Breaking CAPTCHAs using a CNN

November 18, 2017 - June 6, 2018


On one of my favorite wargame websites has a series of challanges on breaking CAPTCHA. It starts with a straightforward challange:

Please enter the CAPTCHA backwards

First CAPTCHA example

Time remaining: 10.00 seconds

Since no distortions are introduced to the text and there are ~100 distinct shapes, there are plenty of ways to read the text off the image without resorting to machine learning.

The next one is even easier - only 12 distinct shapes:

Please enter the CAPTCHA using the key provided

Second CAPTCHA example

Time remaining: 10.00 seconds

Key: 😃 :D | 🙂 :) | 😋 :p | 🙁 :( | 😉 ;) | 😎 B) | 😡 :@ | 😮 :o | 😖 :s | 😐 :| | 😕 :/ | 💚 <3

Then there are a couple of other similar challanges, each one slightly harder than the previous. Until, finally, there is this challange:

Please enter the CAPTCHA using the key provided

Third CAPTCHA example

Time remaining: 10.00 seconds

Key: 😃 :D | 🙂 :) | 😋 :p | 🙁 :( | 😉 ;) | 😎 B) | 😡 :@ | 😮 :o | 😖 :s | 😐 :| | 😕 :/ | 💚 <3

I couldn’t think of any bruteforce solution to this. Different symbol colors, translations and rotations makes a number of distinct shapes that can appear on an image very large. Here, a distinct shape means a unique ordering of pixel values in the image including their orientation.

At the same time, this seems to be a perfectly manageable task for a convolutional neural network (CNN or ConvNet). A CNN can learn a representation of an image that is invariant to small transformations, distortions and translations in the input image.

SPOILER ALERT: I really enjoyed solving this challenge and don’t want to spoil it for others. If you want to try solving this challenge, here is the website that hosts it. It’s in CAPTCHA category there.

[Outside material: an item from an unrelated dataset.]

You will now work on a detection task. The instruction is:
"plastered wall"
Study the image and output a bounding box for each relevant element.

If you are not very interested in attempting the challange, but want to see a simple application of a CNN that is different from MNIST or CIFAR-10 classification (I have read way too many tutorials on these), then continue reading!


This post was written in 2017. Keras changed quite a lot since then. Just a FYI.

import numpy as np
import glob
from scipy import misc
import matplotlib.pyplot as plt 
import os
from random import randint
from keras import utils
from keras.preprocessing.image import ImageDataGenerator
from keras.models import Sequential, load_model
from keras.layers import GlobalAveragePooling2D, Activation, Conv2D, MaxPooling2D
from keras.losses import categorical_crossentropy
from keras import losses
from keras import callbacks
from keras import optimizers
from imageio import imread

Getting the Training Data

What I like a lot about this series of challanges is that there is no additional data provided. The only piece of data at my disposal is a single 450x60px CAPTCHA image that changes as the webpage is refreshed. This is a very unusual situation for a person who is used to applying machine learning in situations when lots of training data is available (e.g. assignments for online courses, Kaggle challanges).

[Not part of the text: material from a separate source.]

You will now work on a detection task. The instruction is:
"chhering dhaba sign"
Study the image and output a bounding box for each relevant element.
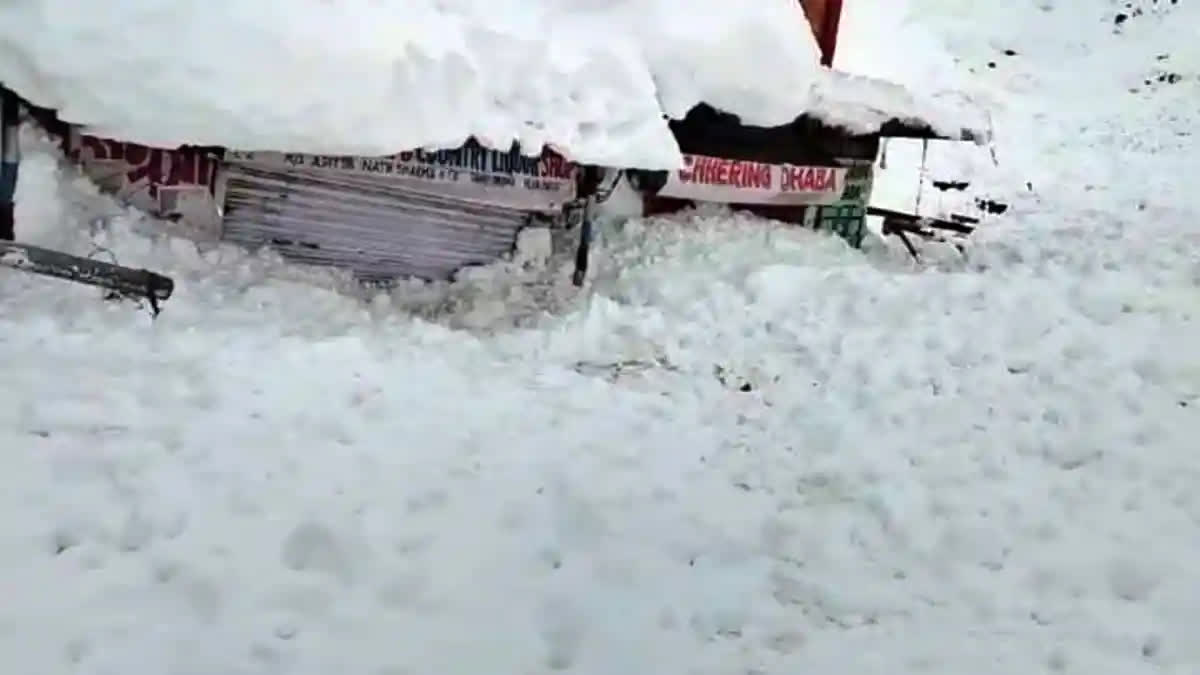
[659,153,848,206]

No programming was involved for this part. Since there are 12 different symbols and an immense number of ways how they can appear on the image, the best I can do at this point is to get a single example of each symbol. I download several images and use GIMP to cut out 20x60px parts, each containing a single symbol. The choice of cut out image dimensions is not arbitrary; it is required to make the object detection algorithm that I use later to work. As mentioned earlier, the height of a CAPTCHA image is 60px; each symbol has a diameter of 17-18px. So a resulting 20x60px image, that is centered horizontally on a symbol, has this symbol fully inside the image with an arbitrary vertical translation. Then I used GIMP to center the symbol vertically. I am pretty sure that the last step is not required, but it simplifies the process of augmented data generation and (probably) speeds up the training process as a result.

Here is the result of manual training data collection and initial preprocessing:

Collected data

Training Data Preprocessing

This was the most challanging part of the challange for me. Since I didn’t have the resources to collect and label a dataset large enough to train an unbiased model, I decided to generate training data that would look like it came from the same distribution as original symbols in the CAPTHCA image.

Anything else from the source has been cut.